Relion users and Sjors:
I am using a version of Relion (1.4 beta) that Sjors provided to help deal with a memory issue when making the movie.star file
for a larger data set (42K particles).
The next step in processing is to align each ptcl within its movie stackfile and create a data.star file that contains this information
that is used in the subsequent step to polish the ptcls, which actually creates new ptcl files (as mrcs).
Since I have a mixed cluster with older and newer nodes, for memory intensive jobs I run on a queue with the new nodes
which have 12 cores and 2.7 Gb/core so a total of 32 Gb available. Now these nodes were used to run the final
3d refinement of the unshiny ptcls successfully, so there is enough memory for this step.

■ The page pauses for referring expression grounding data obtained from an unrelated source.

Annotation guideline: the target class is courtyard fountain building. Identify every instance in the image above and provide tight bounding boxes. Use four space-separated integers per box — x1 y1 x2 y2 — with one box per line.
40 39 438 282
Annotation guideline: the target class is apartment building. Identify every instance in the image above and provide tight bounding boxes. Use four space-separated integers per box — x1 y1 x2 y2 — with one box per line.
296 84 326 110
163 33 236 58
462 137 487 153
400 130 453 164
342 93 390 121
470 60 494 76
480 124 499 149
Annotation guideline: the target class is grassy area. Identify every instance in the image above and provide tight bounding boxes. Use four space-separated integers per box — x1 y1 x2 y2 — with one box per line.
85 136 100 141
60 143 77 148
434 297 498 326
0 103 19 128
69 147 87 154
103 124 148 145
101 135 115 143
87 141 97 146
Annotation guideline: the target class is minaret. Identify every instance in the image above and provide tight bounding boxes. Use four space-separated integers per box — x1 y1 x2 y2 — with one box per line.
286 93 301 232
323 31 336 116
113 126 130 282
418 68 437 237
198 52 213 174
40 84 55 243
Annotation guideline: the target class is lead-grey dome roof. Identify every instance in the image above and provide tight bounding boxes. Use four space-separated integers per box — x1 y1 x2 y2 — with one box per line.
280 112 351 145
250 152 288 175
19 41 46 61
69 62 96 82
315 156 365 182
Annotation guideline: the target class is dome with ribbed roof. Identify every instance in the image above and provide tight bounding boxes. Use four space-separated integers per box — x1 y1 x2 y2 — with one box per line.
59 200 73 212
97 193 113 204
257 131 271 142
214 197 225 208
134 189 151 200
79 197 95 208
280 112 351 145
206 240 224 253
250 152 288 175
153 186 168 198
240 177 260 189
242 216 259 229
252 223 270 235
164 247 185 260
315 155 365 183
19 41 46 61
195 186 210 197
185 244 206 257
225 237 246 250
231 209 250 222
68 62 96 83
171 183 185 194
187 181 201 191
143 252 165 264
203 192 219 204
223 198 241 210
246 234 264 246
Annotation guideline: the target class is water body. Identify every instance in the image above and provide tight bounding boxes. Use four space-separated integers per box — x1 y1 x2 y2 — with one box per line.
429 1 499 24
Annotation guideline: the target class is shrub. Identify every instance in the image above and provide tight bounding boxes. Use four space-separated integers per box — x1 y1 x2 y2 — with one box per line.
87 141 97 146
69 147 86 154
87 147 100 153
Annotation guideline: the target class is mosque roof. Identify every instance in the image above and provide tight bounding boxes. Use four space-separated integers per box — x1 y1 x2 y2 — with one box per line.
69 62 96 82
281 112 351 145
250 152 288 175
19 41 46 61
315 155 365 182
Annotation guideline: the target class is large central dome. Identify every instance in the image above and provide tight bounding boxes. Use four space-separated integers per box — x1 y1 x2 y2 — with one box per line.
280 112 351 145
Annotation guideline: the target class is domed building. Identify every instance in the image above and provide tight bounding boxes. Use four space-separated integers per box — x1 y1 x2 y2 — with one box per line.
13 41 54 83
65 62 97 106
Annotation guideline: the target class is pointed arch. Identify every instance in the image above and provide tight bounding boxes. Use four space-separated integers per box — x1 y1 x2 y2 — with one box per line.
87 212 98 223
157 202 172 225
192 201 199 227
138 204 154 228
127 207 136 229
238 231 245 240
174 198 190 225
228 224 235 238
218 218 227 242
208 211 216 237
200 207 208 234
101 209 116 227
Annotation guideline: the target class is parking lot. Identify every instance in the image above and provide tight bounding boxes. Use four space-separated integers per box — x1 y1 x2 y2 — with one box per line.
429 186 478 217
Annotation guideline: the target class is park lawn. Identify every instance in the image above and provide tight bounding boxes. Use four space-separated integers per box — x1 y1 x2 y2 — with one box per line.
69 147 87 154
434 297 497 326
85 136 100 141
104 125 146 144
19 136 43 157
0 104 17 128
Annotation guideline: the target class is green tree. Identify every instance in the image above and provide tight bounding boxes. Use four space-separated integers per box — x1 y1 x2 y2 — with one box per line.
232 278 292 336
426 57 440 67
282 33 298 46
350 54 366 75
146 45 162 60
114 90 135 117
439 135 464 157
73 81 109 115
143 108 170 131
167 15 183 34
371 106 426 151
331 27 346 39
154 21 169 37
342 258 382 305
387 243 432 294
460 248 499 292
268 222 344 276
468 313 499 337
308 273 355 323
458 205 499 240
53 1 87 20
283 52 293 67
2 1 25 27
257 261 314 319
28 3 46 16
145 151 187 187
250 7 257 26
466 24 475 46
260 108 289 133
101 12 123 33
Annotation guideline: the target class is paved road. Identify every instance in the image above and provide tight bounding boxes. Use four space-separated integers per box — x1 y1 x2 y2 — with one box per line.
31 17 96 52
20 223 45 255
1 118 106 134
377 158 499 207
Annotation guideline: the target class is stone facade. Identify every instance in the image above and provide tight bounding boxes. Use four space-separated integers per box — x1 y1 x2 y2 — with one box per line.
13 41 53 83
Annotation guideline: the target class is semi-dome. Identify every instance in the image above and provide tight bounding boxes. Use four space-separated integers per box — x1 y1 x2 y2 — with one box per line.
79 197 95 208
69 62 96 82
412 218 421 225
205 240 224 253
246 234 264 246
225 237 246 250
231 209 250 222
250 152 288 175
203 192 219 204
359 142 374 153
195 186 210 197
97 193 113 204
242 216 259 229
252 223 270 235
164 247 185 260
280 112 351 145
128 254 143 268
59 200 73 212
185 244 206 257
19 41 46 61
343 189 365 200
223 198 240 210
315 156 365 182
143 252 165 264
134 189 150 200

However, the next step with move ptcls stopped after about 12 hrs with the usual cryptic error>
--------------------------------------------------------------------------
mpiexec noticed that process rank 1 with PID 28201 on node compute-0-7.local exited on signal 9 (Killed).
--------------------------------------------------------------------------
which in the past I have associated with a memory issue or some unspecified cluster issue with relion.
We have run these jobs with other data sets before, but the data sets were smaller (usually about 20K ptcls).
We often just run the job again when it crashes and if we are lucky it goes through to completion.
Is there any way to trouble shoot the problem and solve it, really can't buy more memory for our cluster.
Is it possible to split the optimizer and movie star files each into 2 files with the same headers, and run "smaller jobs" and then combine the
final data.star files before the next step in processing?
C Akey
|